Hi Joanna! Thanks. Since mine is an author blog, I’m preparing a short story about one of my book characters to give away. At that time I’ll sign up with Aweber for sending that out and capturing email addresses. I’m also planning a NF digital guide to sell. One of the big theme on my blog is achieving goals (Life List Club) and my inspirational posts in that theme are the most popular of all that I do, so that’s my topic for the Guide. In the past couple of months, my blog views have doubled and I think it’s due to that segment of my blog, lpus I have a popular search word in my tagline (sexy). 🙂 I really appreciate your comments and Jades. Thanks Alexis!
Thank you for this info. I am planning to have my new travel guide published as an e-book but I hadn’t thought of doing it myself. It’s something I’ll think about before my final decision. My travel memoir will be out soon as an e-book but I had my publisher of the print book handle it.

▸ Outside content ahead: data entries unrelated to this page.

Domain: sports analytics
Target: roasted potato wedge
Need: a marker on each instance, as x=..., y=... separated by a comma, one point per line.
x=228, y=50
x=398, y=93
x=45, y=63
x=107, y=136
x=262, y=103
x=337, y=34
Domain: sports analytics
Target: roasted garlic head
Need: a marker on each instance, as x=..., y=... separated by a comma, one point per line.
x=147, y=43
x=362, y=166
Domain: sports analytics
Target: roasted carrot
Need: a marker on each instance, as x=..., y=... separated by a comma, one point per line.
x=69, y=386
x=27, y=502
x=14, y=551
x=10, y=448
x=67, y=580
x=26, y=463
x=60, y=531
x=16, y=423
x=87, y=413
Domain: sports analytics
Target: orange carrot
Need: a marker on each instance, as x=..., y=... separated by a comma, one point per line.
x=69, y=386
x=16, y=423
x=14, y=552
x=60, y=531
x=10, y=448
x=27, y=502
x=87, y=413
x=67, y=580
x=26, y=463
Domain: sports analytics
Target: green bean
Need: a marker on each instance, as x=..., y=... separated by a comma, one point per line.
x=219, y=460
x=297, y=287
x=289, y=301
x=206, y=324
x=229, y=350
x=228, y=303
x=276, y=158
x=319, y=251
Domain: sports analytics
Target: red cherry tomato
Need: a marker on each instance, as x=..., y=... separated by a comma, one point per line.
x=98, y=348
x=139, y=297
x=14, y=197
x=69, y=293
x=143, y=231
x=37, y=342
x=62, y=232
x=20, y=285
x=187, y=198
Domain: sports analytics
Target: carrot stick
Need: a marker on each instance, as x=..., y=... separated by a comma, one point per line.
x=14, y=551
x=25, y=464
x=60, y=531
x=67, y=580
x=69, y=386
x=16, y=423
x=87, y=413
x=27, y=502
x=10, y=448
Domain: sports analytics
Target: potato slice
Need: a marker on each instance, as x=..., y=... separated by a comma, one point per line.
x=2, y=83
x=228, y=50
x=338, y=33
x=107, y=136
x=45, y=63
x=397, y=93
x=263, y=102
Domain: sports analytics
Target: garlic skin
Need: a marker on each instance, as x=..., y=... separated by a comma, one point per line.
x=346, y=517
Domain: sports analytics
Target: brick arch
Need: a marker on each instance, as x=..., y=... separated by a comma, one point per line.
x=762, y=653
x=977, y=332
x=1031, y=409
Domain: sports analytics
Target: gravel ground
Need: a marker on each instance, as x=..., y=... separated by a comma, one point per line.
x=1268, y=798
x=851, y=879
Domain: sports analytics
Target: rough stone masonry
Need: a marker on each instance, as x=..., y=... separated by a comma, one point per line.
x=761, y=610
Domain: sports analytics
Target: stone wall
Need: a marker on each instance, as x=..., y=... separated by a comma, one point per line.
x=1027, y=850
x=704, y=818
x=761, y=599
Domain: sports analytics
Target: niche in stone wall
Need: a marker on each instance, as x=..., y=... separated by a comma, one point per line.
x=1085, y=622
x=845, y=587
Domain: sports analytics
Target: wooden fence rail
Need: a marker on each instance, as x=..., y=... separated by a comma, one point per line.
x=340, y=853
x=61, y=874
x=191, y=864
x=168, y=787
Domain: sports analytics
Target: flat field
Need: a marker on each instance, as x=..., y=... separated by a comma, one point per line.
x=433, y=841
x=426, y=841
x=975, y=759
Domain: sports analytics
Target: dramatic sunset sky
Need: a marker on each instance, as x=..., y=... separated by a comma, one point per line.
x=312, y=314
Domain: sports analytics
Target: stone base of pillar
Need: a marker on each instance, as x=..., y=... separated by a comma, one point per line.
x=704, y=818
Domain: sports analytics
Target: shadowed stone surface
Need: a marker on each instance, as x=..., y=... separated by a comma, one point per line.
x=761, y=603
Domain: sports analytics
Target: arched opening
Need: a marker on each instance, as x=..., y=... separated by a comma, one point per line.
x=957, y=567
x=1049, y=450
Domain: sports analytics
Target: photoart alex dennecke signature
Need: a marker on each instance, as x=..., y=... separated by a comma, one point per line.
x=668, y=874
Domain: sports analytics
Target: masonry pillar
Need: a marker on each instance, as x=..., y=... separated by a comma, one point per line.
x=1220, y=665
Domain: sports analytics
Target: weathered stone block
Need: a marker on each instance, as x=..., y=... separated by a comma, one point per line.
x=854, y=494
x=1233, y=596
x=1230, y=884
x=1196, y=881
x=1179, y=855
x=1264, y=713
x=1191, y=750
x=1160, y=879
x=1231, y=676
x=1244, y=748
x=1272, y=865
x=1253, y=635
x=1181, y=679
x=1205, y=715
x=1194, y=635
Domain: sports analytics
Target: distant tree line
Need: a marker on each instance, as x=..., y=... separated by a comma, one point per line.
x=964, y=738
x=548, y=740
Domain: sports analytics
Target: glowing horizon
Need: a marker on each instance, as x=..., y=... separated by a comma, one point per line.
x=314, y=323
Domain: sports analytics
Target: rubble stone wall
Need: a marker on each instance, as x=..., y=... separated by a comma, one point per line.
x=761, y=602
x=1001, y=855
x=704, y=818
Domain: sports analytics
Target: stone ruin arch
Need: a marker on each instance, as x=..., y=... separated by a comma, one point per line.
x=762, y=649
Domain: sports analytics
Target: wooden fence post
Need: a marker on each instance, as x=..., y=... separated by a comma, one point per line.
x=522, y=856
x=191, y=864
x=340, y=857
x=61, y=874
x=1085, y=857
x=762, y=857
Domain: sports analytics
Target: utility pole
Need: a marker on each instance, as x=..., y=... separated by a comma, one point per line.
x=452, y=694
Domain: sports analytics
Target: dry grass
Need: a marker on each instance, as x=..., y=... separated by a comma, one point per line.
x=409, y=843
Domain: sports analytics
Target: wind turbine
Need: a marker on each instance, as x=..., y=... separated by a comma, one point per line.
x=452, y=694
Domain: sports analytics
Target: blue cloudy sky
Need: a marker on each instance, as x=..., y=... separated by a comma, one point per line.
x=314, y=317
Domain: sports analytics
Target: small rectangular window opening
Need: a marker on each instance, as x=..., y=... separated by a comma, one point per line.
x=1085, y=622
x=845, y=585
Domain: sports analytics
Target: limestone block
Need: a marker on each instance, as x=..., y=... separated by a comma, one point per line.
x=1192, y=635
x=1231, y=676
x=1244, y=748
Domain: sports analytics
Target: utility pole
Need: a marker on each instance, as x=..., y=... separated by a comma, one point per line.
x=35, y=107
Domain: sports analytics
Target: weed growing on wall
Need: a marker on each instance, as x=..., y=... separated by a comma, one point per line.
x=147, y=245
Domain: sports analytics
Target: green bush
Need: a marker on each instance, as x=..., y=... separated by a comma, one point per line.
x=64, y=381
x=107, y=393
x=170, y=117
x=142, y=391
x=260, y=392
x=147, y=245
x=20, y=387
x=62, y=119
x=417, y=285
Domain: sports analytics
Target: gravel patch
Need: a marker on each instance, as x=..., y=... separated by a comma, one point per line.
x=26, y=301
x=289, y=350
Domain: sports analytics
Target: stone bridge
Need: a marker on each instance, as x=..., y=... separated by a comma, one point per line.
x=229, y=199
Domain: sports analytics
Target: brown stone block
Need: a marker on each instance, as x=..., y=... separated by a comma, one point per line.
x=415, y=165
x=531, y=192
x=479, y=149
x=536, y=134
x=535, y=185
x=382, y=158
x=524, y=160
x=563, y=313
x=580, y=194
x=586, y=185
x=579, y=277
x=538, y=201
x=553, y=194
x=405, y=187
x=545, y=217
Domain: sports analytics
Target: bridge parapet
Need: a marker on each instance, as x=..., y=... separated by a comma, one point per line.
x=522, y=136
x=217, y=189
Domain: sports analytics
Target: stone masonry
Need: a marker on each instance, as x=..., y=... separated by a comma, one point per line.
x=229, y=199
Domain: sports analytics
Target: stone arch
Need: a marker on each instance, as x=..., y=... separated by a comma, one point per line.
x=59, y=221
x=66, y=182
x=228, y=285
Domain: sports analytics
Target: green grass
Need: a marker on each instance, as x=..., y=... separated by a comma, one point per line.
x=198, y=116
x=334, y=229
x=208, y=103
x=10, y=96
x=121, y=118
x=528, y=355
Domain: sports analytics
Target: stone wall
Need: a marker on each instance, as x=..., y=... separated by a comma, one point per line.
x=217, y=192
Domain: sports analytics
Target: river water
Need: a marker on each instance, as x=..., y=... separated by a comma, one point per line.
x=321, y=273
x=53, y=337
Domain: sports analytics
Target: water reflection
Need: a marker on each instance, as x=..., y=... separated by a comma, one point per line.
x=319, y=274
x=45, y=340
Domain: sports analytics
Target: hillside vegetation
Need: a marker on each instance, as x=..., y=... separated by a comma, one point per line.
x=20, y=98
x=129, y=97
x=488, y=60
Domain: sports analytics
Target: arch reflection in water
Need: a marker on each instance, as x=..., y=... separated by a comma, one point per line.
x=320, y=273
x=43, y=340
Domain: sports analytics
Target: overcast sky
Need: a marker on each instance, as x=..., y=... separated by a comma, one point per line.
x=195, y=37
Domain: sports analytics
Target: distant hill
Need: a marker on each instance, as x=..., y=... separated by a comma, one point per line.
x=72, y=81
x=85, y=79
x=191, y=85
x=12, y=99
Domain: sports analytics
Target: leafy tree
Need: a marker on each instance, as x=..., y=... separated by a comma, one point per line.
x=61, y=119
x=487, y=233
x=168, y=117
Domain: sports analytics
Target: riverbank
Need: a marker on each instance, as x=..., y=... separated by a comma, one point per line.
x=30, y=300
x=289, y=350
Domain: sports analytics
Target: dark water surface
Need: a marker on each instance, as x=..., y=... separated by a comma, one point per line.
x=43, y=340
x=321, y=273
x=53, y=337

Great article. I actually self-published an informational e-book a few months ago, 30 Days of Drive based on one of the 30 day activities from My Year of TED. I’ve really struggled with marketing it though, I know what I have to do it’s just finding a way that I’m comfortable doing that (but that’s a whole other issue). Due to the nature of the process I really needed to make it an ebook, because it references a lot of online material – although mine is a lot cheaper than the prices you mention above (wow!)
I found the process a bit challenging, at the time I couldn’t find any simple guides to assist with the self-publishing process, and some of the things I needed to know or be aware of. This led to publishing a second informational ebook within a month of the first, but the second is a freebie that I offer to subscribers of my website (www.dinkylune.com). It’s called After the Writing: A short guide on navigating the self-publishing world if any of you are interested.
Good luck with it Alexis, I’m sure it will be great.
Yes, I’m absolutely interested in creating a series of informational guides to encourage and assist beginner and seasoned crafter to create beautiful stationery.